Sozzani was never afraid to tackle highly controversial issues in Vogue Italia, such as the need for greater airport security, captured here by her long-term collaborator and friend, Steven MeiselThe Chainsaw Collective

She took the helm of Vogue Italia in 2008, since when she has steered the magazine from strength to strength, making it one of the most influential voices across the national franchises of the Fashion Bible.

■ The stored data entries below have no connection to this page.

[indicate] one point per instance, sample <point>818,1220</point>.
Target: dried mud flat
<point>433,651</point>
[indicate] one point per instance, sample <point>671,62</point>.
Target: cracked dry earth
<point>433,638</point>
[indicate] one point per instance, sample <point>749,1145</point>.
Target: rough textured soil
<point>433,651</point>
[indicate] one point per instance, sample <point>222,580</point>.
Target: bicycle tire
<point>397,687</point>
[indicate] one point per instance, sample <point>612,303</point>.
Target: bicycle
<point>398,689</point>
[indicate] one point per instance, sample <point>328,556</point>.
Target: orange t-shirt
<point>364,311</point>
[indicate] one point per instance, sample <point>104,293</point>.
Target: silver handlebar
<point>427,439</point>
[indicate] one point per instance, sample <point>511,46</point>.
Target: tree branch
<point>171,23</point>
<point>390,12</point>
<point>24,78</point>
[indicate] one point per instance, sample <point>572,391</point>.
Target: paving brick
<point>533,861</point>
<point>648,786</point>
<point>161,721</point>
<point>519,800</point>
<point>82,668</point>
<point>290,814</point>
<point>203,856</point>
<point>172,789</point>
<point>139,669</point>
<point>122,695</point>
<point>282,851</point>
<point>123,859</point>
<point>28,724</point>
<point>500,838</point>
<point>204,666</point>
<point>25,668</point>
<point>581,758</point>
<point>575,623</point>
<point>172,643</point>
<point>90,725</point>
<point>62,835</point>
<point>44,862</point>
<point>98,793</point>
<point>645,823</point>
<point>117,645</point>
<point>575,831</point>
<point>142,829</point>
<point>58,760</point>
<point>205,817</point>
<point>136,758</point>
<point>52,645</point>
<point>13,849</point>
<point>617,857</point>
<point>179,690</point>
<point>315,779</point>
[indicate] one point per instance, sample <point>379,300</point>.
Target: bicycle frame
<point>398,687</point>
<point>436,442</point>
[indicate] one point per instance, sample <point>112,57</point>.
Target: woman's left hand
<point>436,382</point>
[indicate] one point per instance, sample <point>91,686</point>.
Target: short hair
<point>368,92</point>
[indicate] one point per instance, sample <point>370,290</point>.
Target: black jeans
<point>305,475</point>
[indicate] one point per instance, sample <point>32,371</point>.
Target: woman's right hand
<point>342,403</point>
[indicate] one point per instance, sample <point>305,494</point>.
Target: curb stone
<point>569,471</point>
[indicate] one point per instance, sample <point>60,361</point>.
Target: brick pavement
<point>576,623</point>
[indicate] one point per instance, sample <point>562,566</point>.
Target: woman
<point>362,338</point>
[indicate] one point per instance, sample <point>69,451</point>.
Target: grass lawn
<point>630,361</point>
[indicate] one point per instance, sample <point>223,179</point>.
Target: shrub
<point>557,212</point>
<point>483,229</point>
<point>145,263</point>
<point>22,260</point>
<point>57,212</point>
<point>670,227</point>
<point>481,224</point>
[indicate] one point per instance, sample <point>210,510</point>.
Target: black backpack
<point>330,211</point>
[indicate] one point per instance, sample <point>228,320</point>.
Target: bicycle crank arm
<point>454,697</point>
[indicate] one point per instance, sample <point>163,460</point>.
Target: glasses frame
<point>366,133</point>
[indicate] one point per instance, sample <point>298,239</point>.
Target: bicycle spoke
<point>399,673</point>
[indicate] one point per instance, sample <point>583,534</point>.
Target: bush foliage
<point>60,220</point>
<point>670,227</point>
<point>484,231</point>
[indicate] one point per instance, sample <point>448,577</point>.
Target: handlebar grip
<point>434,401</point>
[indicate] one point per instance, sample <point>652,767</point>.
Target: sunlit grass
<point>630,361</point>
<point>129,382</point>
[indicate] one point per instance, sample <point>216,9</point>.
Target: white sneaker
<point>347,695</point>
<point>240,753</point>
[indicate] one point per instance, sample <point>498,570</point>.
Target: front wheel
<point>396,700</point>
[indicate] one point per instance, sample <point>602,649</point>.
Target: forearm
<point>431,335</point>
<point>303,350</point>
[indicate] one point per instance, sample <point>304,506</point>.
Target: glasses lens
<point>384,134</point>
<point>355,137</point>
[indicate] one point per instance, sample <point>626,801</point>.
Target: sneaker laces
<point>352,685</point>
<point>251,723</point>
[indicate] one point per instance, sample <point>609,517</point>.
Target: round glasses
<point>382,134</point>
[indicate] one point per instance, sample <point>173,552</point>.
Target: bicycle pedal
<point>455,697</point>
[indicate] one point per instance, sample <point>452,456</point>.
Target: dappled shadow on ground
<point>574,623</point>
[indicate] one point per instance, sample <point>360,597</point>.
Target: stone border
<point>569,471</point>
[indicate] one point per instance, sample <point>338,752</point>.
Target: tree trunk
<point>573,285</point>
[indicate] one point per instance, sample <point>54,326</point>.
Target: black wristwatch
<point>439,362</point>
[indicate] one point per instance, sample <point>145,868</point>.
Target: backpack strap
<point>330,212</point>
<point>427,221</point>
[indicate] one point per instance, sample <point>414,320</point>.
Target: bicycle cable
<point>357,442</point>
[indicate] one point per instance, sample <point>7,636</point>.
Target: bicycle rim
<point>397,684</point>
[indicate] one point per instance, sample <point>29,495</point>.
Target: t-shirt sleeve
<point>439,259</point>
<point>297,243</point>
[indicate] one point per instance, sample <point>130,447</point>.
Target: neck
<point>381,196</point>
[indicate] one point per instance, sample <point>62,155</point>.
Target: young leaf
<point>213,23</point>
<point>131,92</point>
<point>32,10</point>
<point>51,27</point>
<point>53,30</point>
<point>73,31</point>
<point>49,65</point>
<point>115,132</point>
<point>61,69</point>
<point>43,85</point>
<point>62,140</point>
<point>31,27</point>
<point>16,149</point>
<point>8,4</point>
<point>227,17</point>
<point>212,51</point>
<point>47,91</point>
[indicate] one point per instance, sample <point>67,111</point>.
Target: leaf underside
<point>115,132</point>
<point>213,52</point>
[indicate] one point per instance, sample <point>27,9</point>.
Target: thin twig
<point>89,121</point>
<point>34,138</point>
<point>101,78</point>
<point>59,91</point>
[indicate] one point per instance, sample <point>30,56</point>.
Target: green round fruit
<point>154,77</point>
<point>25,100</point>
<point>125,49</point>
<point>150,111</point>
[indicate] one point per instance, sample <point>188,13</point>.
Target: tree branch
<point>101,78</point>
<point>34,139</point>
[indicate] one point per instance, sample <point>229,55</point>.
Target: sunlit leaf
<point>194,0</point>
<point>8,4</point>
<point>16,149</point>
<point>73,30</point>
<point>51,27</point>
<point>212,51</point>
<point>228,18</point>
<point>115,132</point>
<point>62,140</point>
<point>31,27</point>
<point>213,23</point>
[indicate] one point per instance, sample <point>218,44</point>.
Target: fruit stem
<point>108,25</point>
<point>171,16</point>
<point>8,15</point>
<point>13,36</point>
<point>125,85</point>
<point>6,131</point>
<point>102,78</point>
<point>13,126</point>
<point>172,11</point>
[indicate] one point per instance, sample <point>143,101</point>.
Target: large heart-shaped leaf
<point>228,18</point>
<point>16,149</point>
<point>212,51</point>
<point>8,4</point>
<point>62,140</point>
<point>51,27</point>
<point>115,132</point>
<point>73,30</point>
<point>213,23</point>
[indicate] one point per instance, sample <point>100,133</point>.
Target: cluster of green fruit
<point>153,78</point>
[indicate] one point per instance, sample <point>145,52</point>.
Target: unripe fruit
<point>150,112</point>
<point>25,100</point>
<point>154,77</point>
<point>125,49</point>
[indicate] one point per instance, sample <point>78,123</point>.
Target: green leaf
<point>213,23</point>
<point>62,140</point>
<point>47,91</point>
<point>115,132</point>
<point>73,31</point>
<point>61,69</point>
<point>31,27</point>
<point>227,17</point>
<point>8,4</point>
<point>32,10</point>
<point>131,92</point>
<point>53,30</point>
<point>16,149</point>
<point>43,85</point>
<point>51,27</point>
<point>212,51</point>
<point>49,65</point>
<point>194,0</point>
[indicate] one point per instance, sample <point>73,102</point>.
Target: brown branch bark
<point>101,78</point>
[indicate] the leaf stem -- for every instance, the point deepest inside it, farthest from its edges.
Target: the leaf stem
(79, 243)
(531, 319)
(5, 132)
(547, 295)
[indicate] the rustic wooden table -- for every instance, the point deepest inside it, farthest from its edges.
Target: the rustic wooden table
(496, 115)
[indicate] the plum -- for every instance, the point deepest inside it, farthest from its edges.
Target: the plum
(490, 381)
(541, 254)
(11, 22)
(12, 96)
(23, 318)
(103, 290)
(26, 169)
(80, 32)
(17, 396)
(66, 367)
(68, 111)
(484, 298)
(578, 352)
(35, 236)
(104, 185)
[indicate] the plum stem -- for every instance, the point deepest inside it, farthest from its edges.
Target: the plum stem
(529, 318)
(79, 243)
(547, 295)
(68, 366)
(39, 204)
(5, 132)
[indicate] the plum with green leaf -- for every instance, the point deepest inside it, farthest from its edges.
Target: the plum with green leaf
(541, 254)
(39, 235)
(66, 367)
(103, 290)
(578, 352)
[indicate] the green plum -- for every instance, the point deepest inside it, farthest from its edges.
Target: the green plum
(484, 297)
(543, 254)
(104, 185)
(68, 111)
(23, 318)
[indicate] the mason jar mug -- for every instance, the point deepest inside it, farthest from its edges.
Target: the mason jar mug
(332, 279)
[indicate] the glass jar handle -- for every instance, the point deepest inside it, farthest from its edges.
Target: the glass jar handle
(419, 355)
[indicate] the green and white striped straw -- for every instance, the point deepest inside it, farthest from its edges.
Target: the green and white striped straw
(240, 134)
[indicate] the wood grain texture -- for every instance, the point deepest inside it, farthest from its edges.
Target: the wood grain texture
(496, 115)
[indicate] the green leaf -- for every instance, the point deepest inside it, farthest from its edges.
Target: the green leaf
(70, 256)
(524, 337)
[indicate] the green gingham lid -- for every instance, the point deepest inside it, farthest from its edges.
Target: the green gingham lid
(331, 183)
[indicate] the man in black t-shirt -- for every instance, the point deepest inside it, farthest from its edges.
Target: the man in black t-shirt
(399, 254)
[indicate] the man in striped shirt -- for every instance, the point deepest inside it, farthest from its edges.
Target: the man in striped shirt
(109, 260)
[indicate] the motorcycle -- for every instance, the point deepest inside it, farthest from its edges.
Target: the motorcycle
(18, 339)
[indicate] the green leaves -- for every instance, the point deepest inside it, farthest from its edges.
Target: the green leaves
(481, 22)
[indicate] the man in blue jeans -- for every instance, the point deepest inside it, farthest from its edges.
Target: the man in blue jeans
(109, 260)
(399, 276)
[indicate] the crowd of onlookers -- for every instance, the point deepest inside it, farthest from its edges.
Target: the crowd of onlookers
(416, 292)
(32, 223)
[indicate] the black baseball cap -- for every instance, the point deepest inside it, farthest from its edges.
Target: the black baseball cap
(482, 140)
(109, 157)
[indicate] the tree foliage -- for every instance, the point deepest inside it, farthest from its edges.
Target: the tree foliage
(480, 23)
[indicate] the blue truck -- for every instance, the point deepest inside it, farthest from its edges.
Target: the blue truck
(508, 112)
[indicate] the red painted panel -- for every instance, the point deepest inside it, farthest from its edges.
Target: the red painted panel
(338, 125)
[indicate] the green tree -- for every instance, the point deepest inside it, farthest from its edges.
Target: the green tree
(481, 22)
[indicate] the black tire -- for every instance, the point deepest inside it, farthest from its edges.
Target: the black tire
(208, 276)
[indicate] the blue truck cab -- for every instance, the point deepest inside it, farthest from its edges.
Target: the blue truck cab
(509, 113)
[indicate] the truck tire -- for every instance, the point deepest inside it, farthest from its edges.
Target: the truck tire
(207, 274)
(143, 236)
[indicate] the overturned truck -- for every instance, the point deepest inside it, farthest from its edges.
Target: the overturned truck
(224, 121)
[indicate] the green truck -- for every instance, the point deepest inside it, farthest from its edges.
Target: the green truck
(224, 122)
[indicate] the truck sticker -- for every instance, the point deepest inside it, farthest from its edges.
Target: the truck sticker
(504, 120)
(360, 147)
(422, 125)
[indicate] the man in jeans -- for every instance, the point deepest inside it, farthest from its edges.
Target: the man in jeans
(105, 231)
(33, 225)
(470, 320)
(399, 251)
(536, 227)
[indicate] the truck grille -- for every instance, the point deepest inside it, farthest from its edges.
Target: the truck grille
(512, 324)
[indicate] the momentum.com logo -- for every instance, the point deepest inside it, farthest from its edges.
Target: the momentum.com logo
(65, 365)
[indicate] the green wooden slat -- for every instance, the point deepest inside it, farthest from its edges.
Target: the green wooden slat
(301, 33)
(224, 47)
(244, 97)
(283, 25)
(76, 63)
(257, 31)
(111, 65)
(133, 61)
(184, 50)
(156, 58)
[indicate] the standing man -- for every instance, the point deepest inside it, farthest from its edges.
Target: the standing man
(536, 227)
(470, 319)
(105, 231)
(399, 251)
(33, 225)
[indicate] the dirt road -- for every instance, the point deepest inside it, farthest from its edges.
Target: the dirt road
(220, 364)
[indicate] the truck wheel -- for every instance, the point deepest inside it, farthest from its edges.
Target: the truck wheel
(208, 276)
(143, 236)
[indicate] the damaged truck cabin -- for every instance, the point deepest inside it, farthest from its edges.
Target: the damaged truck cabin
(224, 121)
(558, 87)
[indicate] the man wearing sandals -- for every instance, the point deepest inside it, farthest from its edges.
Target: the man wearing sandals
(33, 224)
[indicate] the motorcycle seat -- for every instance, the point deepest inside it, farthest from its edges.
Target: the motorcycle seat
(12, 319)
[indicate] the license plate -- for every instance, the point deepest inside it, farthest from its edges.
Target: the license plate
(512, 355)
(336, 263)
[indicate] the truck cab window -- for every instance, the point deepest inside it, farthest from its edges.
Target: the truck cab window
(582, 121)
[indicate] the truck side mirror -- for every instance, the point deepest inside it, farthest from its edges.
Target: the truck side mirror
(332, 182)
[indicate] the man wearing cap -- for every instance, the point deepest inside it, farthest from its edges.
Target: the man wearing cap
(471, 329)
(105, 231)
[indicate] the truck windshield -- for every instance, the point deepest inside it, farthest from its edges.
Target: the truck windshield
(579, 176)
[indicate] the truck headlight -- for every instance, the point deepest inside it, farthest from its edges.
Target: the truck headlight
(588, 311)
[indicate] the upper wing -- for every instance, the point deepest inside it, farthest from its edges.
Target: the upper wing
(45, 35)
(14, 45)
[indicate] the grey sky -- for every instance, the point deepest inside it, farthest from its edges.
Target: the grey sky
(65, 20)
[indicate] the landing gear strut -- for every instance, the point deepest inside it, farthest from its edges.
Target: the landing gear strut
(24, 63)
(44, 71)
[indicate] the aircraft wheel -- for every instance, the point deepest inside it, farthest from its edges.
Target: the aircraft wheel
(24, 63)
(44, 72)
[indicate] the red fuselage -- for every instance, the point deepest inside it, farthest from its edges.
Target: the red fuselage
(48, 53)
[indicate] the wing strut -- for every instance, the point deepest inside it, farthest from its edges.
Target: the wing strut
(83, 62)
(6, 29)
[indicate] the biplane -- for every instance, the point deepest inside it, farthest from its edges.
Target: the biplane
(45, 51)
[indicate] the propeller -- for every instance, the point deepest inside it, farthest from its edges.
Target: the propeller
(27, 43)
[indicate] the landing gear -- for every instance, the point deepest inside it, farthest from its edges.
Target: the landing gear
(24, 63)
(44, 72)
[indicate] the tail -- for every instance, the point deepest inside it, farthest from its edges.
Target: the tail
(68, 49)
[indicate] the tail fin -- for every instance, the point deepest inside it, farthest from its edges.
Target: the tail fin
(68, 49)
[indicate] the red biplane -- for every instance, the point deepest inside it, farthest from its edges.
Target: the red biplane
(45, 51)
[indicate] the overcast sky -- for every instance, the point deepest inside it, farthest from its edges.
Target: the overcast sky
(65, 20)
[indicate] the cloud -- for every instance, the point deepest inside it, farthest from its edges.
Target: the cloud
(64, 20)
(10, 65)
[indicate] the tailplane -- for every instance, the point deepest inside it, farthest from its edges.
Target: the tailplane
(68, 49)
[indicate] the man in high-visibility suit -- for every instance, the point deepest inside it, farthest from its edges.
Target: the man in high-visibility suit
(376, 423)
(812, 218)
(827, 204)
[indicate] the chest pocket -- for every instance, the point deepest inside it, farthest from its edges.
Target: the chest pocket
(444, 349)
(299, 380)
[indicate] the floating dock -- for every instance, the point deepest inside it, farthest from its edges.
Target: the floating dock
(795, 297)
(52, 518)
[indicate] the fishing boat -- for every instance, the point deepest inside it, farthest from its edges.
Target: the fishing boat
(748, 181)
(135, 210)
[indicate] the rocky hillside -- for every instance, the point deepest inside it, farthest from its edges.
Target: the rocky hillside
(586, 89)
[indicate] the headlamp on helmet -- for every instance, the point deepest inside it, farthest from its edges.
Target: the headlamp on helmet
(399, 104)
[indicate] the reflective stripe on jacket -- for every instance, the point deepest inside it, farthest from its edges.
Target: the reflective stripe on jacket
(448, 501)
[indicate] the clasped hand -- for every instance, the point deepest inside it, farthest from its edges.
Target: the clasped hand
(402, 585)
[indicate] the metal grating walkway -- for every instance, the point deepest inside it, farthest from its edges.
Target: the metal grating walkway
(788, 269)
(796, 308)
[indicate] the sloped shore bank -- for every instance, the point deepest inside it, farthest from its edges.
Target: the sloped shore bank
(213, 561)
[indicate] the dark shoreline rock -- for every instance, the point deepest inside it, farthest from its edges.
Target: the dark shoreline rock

Not only did she oversee the cultivation of one magazine, she began to create new branches of Vogue Italia to enrich the experience the publication offered to its readers, introducing overshoots such as Vogue Bambino (Children’s Vogue) and Vogue Sposa (Bridal Vogue). While 2017 has been named the Year of Beauty Beyond Size by Vogue UK, ever-prescient Sozzani had already launched her Vogue Curvy in 2011, written and curated by plus-size bloggers who offer fashion tips for the full-figured.

In 2012, Sozzani was appointed a United Nations Goodwill Ambassador for Fashion4Development – a global campaign that uses fashion-based initiatives to support the United Nations’ wider issues in helping Africa. And in May that year, as the Editor of L’Uomo Vogue (Men’s Vogue), she dedicated an issue to ‘Rebranding Africa’, which aimed to bring Africa into the media focus for reasons other than conflict, suffering and poverty. The cover star was not a model or fashion icon, but the 67-year-old Secretary-General of the UN, Ban Ki-Moon. Sozzani took the magazine far beyond its sartorial scope, considering the economic potential for the continent to contribute to the billion-dollar global fashion industry.

Her indefatigable commitment to sustainable and ethical development meant that she faced issues which many fashion magazines dare not dirty their hands with, not just racial divides, unobtainable beauty and African poverty, but also domestic violence, drug abuse and rehabilitation, and the Gulf of Mexico oil spill of 2010. She also became a leading figure in the world’s conversations about sustainable fashion, and raised awareness during Milan Fashion Weeks for new designers who utilised ecological production processes.

Franca Sozzani was and will remain a rare figure of integrity in the notoriously superficial fashion world. She was never one to shy away from the dark underbelly of the industry and was ready to dedicate her time and energy to causes she believed in, regardless of how far removed they might have been from the glamour associated with her position. Her description of what fashion should and could be, in an interview with The Telegraph in 2013, has resonated with me ever since: 

“Fashion is not only about a piece of fabric. If you think about all the [fashion] movements we have had in the years, they came from a situation that’s social, economical and political. So why should we not reflect our time?”